Man hofft auf eine Entscheidung des neuen Wirtschaftsministers Michael Glos. Sollte es zu einem Verbot der Fusion kommen, wird der CSU-Politiker wohl sein Recht, eine Ausnahmegenehmigung zu erteilen, einem Münchner Unternehmen nicht versagen wollen. Aber auch wenn er auf diese Weise "gewinnen" sollte, hat der Springerverlag eine unüberhörbare Warnung erhalten.

Offizielle demokratische Institutionen mucken auf, die Auflage der Bild sinkt langsam, aber stetig, da kann einer schon mal public-relationmäßig in Panik geraten und zur sozialen Hetze greifen. Denn mit den erwähnten Slogans wird auch ein "Bund der Sozial-Schmarotzer" zitiert. Bild als Anwalt der Guten wendet sich gegen alle, die die Zeitung schon immer diffamiert hat. Eigentlich werden damit aber Menschen, die aus weiß Gott guten Gründen Kritik am "Revolverblatt" üben, zum Gesindel erklärt. Die bewußt amateurhafte "Gestaltung" der Plakate - teilweise ist noch der Tesafilm zu sehen, mit dem die Bildelemente (darunter auch eine Bombe) zusammengeklebt sind - zitiert direkt Aktionsformen der Vergangenheit und bringt sie zudem in die Nähe des Terrorismus.
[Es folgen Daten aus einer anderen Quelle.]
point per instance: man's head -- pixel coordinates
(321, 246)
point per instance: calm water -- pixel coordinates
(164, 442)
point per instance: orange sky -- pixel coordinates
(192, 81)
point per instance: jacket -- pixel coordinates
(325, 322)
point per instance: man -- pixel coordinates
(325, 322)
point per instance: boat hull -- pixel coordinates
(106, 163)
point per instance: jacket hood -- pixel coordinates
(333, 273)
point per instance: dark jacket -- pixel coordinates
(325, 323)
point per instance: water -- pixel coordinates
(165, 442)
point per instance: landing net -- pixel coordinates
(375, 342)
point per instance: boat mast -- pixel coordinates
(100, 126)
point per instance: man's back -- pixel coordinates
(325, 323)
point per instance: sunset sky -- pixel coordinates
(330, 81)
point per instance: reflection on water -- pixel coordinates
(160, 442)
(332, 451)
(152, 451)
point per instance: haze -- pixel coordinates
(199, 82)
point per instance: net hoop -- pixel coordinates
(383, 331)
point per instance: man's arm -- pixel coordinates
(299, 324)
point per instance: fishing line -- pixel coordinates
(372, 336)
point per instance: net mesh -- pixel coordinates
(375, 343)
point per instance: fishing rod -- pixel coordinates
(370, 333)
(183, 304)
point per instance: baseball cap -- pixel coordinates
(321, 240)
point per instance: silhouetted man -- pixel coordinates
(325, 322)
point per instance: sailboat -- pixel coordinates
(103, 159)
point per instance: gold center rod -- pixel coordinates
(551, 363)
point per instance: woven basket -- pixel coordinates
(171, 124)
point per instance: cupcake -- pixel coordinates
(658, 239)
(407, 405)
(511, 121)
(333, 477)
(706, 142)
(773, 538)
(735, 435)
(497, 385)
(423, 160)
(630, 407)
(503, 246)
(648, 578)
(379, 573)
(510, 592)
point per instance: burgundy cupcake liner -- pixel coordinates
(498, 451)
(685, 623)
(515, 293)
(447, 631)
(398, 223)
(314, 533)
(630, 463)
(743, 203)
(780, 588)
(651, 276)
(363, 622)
Könnte man gegen die nur juristisch ins Fiktive zielende Diffamierung vor Gericht ziehen, ohne, sagen wir, ein "bestochener Schiedsrichter" zu sein? Oder könnte man selbst gerichtlich belangt werden, wenn man ein ähnliches Plakat machte, das unterschrieben wäre: "Bund der Vernünftigen"? oder: "Das deutsche Volk"?